The Yankees, to say the least, were prepared for ace Gerrit Cole's Cy Young win on Wednesday night, which turned out to be unanimous. All 30 voters marked Cole first on their ballot, finally giving the 33-year-old righty his much-deserved first victory. It's an honor to be nominated, sure, but the recognition was sweet, even in a down year -- and, as Cole said, now it's time to zero in on that other goal he brought with him to the Bronx.
New York's social media team and braintrust clearly had a significant heads up that Cole might be victorious, and set out gathering video tributes from a large number of key Yankees over the past few weeks. The video they launched -- about 15 minutes after Greg Maddux's announcement dropped -- was a star-studded affair.
Aaron "Cap" Judge led it off. Both Kyle Higashioka and Ben Rortvedt showed up -- and wouldn't it have been funny if Cole himself had popped into frame on Rortvedt's clip to scream at him? Paul O'Neill called in from an undisclosed jungle location, the sound of macaws echoing throughout his message. Andy Pettitte, Cole's childhood hero, was the effective hammer.
But you know who couldn't be bothered to send a video message to the right-hander? Brian Cashman, who released only a written statement about the man he wooed, and Hal Steinbrenner, who didn't say anything at all.
Yankees ace Gerrit Cole didn't receive video tribute from busy Hal Steinbrenner, Brian Cashman
Come on, guys. It's a prerecorded video. The fans can't boo you here.
It's interesting, to say the least, that neither man took the opportunity to celebrate the one high-dollar external piece they've imported in recent years who's actually done the work. Cole can trigger an opt-out clause following the 2024 season and, pending an absolute disaster, will do just that. The ball would then fall back in the Yankees' court; they can negate the opt-out by adding an extra season to Cole's deal (his age-38 campaign) at $36 million.

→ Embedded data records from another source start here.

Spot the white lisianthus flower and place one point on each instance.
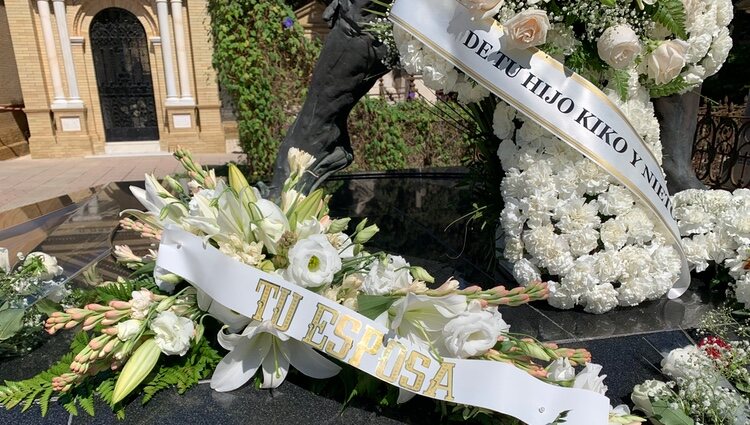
(527, 29)
(312, 262)
(473, 332)
(619, 46)
(173, 333)
(589, 379)
(309, 227)
(50, 269)
(128, 329)
(387, 276)
(299, 161)
(140, 304)
(560, 370)
(666, 61)
(421, 318)
(4, 261)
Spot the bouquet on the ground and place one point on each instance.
(29, 290)
(150, 333)
(709, 384)
(564, 219)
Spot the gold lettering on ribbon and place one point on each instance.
(419, 376)
(281, 295)
(318, 325)
(371, 342)
(348, 341)
(397, 365)
(445, 372)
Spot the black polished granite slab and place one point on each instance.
(413, 211)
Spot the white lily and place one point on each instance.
(270, 224)
(156, 199)
(421, 319)
(233, 217)
(262, 346)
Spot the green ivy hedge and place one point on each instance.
(265, 66)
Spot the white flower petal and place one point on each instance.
(239, 366)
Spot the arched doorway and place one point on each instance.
(123, 76)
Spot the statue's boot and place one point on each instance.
(348, 67)
(678, 119)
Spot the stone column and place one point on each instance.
(49, 47)
(182, 62)
(70, 70)
(162, 11)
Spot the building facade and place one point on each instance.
(116, 76)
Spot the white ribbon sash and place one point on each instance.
(559, 100)
(354, 339)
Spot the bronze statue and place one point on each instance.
(349, 66)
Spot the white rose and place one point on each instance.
(49, 264)
(643, 393)
(527, 29)
(140, 304)
(560, 370)
(128, 329)
(4, 260)
(312, 262)
(473, 332)
(387, 276)
(619, 46)
(589, 379)
(173, 333)
(666, 62)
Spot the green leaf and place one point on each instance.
(675, 86)
(47, 307)
(136, 369)
(671, 14)
(668, 416)
(11, 321)
(620, 82)
(372, 306)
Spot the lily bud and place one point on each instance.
(421, 274)
(364, 235)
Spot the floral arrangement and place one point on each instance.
(670, 45)
(136, 325)
(28, 291)
(563, 218)
(716, 233)
(709, 385)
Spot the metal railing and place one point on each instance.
(721, 149)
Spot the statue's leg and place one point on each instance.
(348, 67)
(678, 119)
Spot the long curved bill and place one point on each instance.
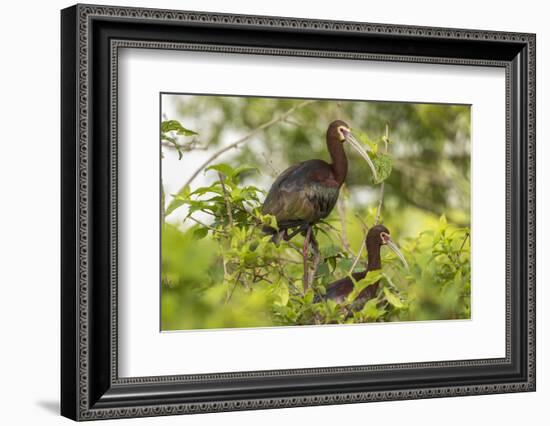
(357, 146)
(396, 250)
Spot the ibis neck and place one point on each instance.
(374, 260)
(339, 160)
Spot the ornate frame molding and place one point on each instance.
(86, 404)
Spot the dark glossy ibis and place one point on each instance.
(306, 192)
(377, 237)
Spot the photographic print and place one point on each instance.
(289, 212)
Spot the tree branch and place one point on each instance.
(245, 138)
(226, 198)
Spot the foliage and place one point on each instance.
(221, 270)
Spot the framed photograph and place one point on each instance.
(263, 212)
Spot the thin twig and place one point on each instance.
(356, 261)
(245, 138)
(206, 226)
(227, 202)
(341, 206)
(381, 201)
(462, 246)
(228, 298)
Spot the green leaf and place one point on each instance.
(224, 169)
(174, 125)
(178, 200)
(371, 311)
(282, 294)
(200, 233)
(383, 164)
(393, 300)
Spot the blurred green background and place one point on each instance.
(219, 272)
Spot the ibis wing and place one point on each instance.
(296, 195)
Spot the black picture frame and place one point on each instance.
(90, 386)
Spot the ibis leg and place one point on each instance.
(316, 255)
(305, 255)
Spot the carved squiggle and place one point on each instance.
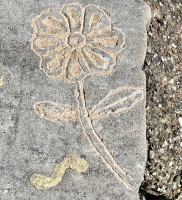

New York absolutely should do that, but with Steinbrenner looking to save a buck anywhere he can, there's at least a chance he looks at the middling roster he's lorded over, decides he doesn't want to pay an ace from age 34-38, and opts into a bleaker future. This would be a legendary gaffe, but wouldn't be the franchise's first.
Regardless, it would've been nice to hear from the two-man weave in charge of hitting the Yankees with a wrecking ball. Curious this is the first time either man has shut up in the month of November for even one second.